The albatross is one of nature's true wonders. These seabirds can soar for hours, riding on the wind, ranging for thousands of miles over open ocean. The wandering albatross, the largest seabird in the world, remains at sea for years before returning to land to nest. For centuries, sailors considered these birds sacrosanct; to kill an albatross was to court disaster.
A cruel irony, then, that oceangoing fishermen are now responsible for drastic declines in 17 different albatross species, driving some to the brink of extinction. The cause of the birds' plight and the efforts to save them are a microcosm of the processes of species extinction and their possible salvation.
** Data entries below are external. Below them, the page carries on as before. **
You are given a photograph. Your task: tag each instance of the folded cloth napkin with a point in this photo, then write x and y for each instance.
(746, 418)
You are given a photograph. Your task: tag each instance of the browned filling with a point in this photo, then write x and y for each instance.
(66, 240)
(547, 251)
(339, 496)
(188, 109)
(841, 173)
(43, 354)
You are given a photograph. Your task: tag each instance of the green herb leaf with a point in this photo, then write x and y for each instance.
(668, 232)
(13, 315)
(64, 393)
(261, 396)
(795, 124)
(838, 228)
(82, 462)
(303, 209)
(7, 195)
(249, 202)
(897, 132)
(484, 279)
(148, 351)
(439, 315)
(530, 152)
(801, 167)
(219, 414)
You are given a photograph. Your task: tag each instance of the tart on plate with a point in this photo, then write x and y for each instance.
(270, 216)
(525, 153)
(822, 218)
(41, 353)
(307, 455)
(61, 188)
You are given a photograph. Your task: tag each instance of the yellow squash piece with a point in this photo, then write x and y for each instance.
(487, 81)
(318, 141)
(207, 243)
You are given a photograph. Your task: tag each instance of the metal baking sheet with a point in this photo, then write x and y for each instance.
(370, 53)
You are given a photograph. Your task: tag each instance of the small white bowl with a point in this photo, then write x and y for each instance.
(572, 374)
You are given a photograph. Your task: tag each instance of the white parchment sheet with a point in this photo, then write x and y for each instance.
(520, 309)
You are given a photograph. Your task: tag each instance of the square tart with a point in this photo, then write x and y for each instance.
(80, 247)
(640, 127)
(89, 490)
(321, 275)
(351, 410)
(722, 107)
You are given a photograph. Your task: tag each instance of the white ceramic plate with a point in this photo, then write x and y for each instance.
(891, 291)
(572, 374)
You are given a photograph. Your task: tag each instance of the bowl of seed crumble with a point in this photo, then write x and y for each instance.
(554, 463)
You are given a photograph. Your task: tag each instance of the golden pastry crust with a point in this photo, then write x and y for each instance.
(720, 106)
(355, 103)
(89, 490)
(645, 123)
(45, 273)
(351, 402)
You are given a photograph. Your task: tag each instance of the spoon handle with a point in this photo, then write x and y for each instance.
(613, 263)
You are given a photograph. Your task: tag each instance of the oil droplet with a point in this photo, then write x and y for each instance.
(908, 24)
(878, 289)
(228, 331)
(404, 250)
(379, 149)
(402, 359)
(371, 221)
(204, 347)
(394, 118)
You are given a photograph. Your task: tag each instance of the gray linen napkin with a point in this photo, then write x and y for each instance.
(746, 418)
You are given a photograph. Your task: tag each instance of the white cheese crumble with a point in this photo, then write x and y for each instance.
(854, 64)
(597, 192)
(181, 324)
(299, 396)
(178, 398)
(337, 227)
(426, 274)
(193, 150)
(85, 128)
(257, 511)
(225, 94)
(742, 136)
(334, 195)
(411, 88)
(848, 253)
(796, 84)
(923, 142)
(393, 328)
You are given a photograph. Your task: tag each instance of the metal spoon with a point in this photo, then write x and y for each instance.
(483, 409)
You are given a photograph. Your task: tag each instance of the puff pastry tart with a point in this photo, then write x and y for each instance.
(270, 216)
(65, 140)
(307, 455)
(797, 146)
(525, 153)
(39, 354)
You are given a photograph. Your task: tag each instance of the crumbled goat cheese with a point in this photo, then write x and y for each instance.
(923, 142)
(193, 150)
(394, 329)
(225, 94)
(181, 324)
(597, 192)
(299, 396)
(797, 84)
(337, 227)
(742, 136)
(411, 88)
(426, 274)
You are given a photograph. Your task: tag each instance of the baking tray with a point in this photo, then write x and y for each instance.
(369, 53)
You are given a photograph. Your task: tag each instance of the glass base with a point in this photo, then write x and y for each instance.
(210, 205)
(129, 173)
In order to harvest large numbers of fish, ships extend longlines for up to 80 miles behind their vessels. To these, they attach thousands of baited hooks. Longline fleets set an estimated one billion of these hooks annually. Albatross and other seabirds, attracted by the bait, swallow the hooks and are dragged beneath the waves to drown. The toll is 300,000 seabirds a year. In the early '90s, ornithologist Nigel Brothers, seeking to find the cause of the decline in the Australian albatross population, signed aboard a longline fishing boat and documented firsthand the birds becoming caught on the hooks.
The problem is growing. In 1994, one third of all albatross species were threatened. A scant six years later, the number had grown to two thirds. On South Georgia I see roughly half the number of albatross that I saw there 30 years ago.
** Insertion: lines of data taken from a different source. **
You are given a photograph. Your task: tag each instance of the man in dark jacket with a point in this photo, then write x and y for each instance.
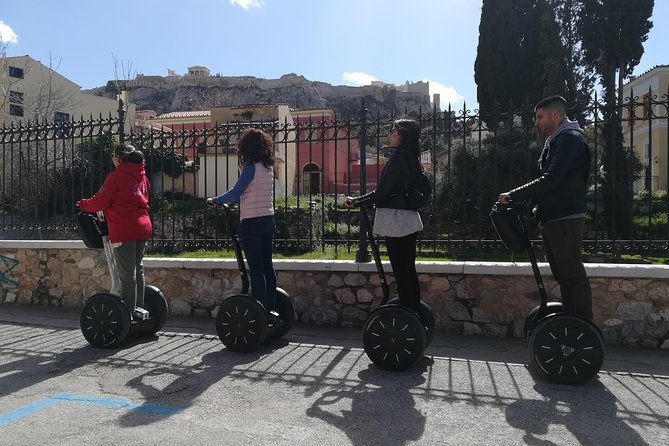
(559, 194)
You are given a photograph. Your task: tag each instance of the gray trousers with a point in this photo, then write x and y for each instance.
(563, 240)
(130, 271)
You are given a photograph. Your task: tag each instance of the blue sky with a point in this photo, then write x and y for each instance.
(342, 42)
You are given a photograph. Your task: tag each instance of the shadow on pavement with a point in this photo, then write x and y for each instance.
(589, 412)
(367, 415)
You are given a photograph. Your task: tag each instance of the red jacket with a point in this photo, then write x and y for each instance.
(124, 198)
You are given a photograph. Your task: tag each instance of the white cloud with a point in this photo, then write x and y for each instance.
(246, 4)
(7, 34)
(358, 78)
(447, 94)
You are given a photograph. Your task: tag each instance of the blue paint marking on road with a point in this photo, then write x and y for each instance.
(10, 417)
(108, 403)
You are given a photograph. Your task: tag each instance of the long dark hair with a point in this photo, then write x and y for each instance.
(409, 131)
(255, 146)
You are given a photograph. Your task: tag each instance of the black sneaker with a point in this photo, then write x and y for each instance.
(273, 318)
(140, 314)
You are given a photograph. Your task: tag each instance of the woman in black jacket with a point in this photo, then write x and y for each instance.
(394, 217)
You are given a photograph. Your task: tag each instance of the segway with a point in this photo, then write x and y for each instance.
(106, 321)
(565, 348)
(394, 336)
(243, 323)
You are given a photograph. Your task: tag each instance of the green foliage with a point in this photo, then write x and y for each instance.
(168, 161)
(520, 56)
(475, 175)
(645, 195)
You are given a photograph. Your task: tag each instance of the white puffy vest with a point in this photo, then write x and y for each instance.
(257, 197)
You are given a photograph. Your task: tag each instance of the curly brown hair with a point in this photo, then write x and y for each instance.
(254, 145)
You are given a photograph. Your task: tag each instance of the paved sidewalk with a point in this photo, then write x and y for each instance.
(314, 387)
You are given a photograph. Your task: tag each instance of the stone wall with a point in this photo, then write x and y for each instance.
(631, 302)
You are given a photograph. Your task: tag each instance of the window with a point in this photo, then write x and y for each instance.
(16, 97)
(61, 117)
(16, 72)
(15, 110)
(646, 106)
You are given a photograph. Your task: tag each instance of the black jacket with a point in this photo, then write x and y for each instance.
(562, 187)
(393, 183)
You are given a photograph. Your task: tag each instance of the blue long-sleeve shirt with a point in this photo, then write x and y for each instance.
(235, 192)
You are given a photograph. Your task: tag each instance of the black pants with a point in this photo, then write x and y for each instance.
(402, 254)
(563, 240)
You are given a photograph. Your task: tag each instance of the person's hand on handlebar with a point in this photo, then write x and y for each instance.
(504, 198)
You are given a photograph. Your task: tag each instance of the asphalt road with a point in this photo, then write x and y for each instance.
(314, 387)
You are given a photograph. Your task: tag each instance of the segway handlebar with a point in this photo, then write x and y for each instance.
(236, 242)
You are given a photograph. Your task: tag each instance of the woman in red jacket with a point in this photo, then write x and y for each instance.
(124, 198)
Alerted to this situation, a number of conservation groups, including the Royal Society for the Preservation of Birds, formed BirdLife International, an organization dedicated to raising public awareness of the problem and implementing solutions, which include changing longlining methods and working with the UN to eliminate pirate fleets (ships that use current loopholes in international law to circumvent fishing regulations).
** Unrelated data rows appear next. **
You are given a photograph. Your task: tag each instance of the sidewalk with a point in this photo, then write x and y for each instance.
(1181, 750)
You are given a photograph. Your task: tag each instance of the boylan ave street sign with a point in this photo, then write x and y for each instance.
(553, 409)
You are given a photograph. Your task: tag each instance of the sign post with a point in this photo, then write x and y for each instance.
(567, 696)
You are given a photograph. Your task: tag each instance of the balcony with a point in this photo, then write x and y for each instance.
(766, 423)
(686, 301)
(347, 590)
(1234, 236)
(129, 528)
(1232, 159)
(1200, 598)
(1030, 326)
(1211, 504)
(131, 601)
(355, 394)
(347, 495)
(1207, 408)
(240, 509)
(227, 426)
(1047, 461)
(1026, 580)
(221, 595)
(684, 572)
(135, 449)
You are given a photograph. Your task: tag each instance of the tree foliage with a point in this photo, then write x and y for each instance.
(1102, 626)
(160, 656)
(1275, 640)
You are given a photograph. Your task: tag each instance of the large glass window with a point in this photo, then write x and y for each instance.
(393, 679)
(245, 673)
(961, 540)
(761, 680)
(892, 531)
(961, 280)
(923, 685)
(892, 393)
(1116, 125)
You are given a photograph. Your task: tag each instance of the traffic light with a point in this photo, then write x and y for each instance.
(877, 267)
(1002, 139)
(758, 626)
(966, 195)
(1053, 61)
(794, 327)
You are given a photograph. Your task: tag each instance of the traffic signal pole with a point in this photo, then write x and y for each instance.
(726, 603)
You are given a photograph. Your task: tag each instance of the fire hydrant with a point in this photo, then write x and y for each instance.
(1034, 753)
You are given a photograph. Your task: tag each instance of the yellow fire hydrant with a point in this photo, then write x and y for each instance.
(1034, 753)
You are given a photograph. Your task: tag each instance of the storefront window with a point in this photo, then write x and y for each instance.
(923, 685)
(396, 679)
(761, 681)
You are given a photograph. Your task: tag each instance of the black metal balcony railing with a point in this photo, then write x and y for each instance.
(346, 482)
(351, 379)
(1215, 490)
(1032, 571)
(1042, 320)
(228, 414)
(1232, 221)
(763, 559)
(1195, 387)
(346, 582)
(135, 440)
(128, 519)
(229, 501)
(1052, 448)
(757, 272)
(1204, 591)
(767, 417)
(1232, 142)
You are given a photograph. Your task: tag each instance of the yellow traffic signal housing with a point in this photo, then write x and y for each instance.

Such efforts require funding. Passengers on our Antarctica and South Georgia expeditions have greatly contributed to this cause. Every day during an expedition, I paint a watercolor depicting something of our travels, wildlife or landscapes, and post these for sale as mementos of our journey. For each voyage I also create a chart showing our route, illustrated with seabirds and other wildlife of the region. On our last night aboard ship, these charts go to the highest bidder in spirited auctions. The money raised goes to the Royal Society as well as Falkland Islands and South Georgia conservation efforts. To date, a total of $99,485 has been raised for these projects, of which $59,100 has been forwarded to the "Save the Albatross Campaign."
I am happy to report that BirdLife has met with some success in its campaign. The decline in albatross populations has slowed, and I'm very hopeful that concerted efforts will halt the decline altogether. Of course, as with all such environmental struggles, a good beginning is still only a beginning. We have a tremendous amount of work yet to do.